What is a browser fingerprint?
So, a browser fingerprint refers to information that is gathered about a computing device for identification purposes. In other words, any browser will pass on highly specific data points to the connected website’s servers. For instance, such information as the operating system, language, plugins, fonts, hardware, to name a few. Mr. O’Neill shared a website where everyone could check their browser fingerprint. Here’s how it looks:
If you think that these data points seem rather basic and it would be impossible to identify the actual user behind the browser, think twice. Panopticlick researched that in the best scenario, only 1 in 286,77 other browsers would have the same fingerprint. That’s how unique each user’s browser fingerprint is, which makes it considerably easier to identify individuals.
For those who are thinking about employing a proxy, using a VPN service or old-fashioned incognito mode, unfortunately, that would be no barrier to pass on the said information to various visited websites. Even if the user enables do-not-track mode, the data will still be passed on. What is worse, there is no opt-out option.
Mr.
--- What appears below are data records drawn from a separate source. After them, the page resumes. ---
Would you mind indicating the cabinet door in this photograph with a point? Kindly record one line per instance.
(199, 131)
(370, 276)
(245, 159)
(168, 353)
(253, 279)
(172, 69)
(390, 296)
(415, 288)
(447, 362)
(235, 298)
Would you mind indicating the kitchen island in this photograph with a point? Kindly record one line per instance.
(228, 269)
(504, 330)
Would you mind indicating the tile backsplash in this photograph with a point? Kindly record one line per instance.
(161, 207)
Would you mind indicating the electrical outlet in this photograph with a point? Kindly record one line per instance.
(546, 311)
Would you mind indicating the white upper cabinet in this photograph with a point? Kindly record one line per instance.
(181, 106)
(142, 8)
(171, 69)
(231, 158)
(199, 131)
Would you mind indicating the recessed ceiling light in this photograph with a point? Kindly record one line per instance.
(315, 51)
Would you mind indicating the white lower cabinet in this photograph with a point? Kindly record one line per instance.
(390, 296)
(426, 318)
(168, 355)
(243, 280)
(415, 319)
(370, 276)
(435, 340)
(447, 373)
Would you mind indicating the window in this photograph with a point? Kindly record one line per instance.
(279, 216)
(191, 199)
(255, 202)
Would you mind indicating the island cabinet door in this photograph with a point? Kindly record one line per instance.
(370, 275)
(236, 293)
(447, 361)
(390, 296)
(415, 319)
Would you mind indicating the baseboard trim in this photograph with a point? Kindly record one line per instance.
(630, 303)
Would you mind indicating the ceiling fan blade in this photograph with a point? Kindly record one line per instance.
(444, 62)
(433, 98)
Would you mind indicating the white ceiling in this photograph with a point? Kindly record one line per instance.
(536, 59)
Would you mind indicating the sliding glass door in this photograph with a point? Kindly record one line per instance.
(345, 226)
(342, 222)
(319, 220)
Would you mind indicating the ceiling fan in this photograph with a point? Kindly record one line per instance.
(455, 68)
O’Neill further explained that cookies are losing relevance as a technique of identification and tracking, thanks to fingerprinting. Now, a question might pop up whether fingerprinting itself has any advantages? Well, it all depends on the angle. Browser fingerprinting aids in fraud and account hijacking prevention. Also, it collects already mentioned data, helps to obtain real-time marketing analytics, and identify non-human traffic.
Hold on, there’s more
Ultimately, for those who are into web scraping, it’s all about avoiding captchas. In other words, web scrapers need to portray organic traffic to prevent blocks from the desired data sources. Well, according to Mr. O’Neill, not only browser fingerprinting but also WebRTC and Wasm are emerging technologies that will differentiate bots vs. human beings. It already directly impacts web scraping and will only make processes more challenging for the foreseeable future.
What’s more, Mr. O’Neill took a step further and introduced hyper-personalization as the next wave in the web evolution.
What is personalization?
Ecommerce personalization refers to utilizing data from multiple sources to customize the individual shopper experience to increase conversion rates.
It’s important to note that:
- Data sources can be both internal and external
- Data collected can be both explicit and implicit
- Personalization can be both prescriptive and adaptive
Throw in behavior tracking (think likes and check-ins), and it truly is the next big thing. It will allow tracking internet users in much more sophisticated ways. This also means that separating real human beings from bots will potentially become a piece of cake.
What does it mean to web scraping future?
Due to web scraping frequently being a cat-and-mouse game, switched-on data sources are likely to implement such anti-bot measures at their end. This means that today’s bots won’t stand a chance to collect public data successfully. The future web scraper bots will need to adapt to the presented challenges and have no margins of error when trying to imitate organic user behavior. So, how can it be achieved?
According to Mr. O’Neill, the only way will be to build guided bots, i.e., construct personas that will need to have their web-footprint schedules. Just like regular internet users, they will have to show their organic behavior to visited websites. Only then, it will be possible to mix within the internet crowd, and consequently, slip under implemented anti-bot detection means.
It’s a wrap
A huge thanks go to Mr. Allen O’Neill for such an engaging and eye-opening presentation that he delivered to us all at OxyCon 2019. It’s safe to state that all attendees noted actionable insights from his impressive take on fingerprinting and its effects on web scraping practice. For now, roll on OxyCon 2020!